Why are there no byte or short literals in Java?

Asked 25/11, 2008 at 15:57 Answered 26/5, 2024 at 5:58

I can create a literal long by appending an L to the value; why can't I create a literal short or byte in some similar way? Why do I need to use an int literal with a cast?

And if the answer is "Because there was no short literal in C", then why are there no short literals in C?

This doesn't actually affect my life in any meaningful way; it's easy enough to write (short) 0 instead of 0S or something. But the inconsistency makes me curious; it's one of those things that bother you when you're up late at night. Someone at some point made a design decision to make it possible to enter literals for some of the primitive types, but not for all of them. Why?

Windywindzer answered 25/11, 2008 at 15:57 Comment(0)

In C, int at least was meant to have the "natural" word size of the CPU and long was probably meant to be the "larger natural" word size (not sure in that last part, but it would also explain why int and long have the same size on x86).

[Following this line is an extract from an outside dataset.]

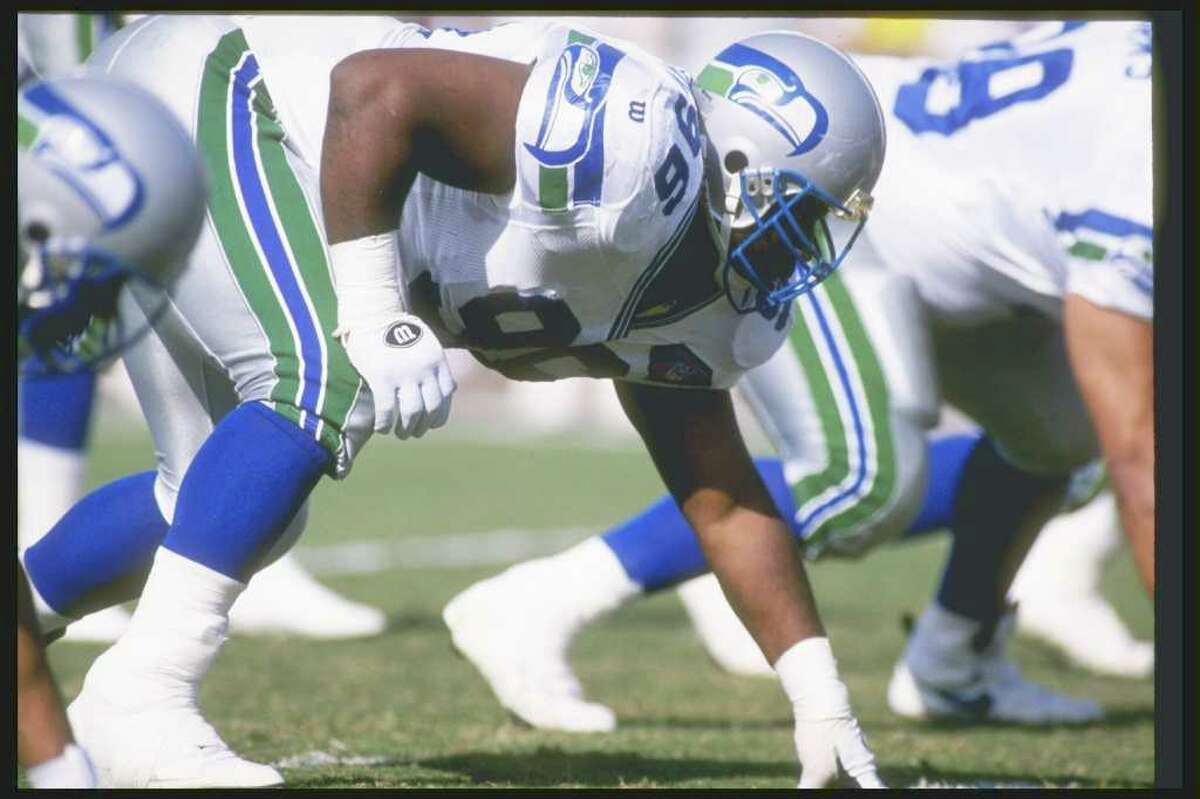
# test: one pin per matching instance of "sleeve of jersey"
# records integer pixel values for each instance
(594, 131)
(1109, 259)
(1108, 239)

Now, my guess is: for int and long, there's a natural representation that fits exactly into the machine's registers. On most CPUs however, the smaller types byte and short would have to be padded to an int anyway before being used. If that's the case, you can as well have a cast.

Embonpoint answered 25/11, 2008 at 16:9 Comment(1)

This is just wild and inaccurate guesswork. There are valid syntactical and logical reasons, and this isn't one of them. The main reason is that they are largely redundant. d and f and are needed to turn integer literals into double/float/long literals, and l is needed to allow an otherwise integer-looking literal to overflow the capacity of an integer. None of those reasons apply to bytes or shorts. – Rhpositive 26/5, 2024 at 6:37

I suspect it's a case of "don't add anything to the language unless it really adds value" - and it was seen as adding sufficiently little value to not be worth it. As you've said, it's easy to get round, and frankly it's rarely necessary anyway (only for disambiguation).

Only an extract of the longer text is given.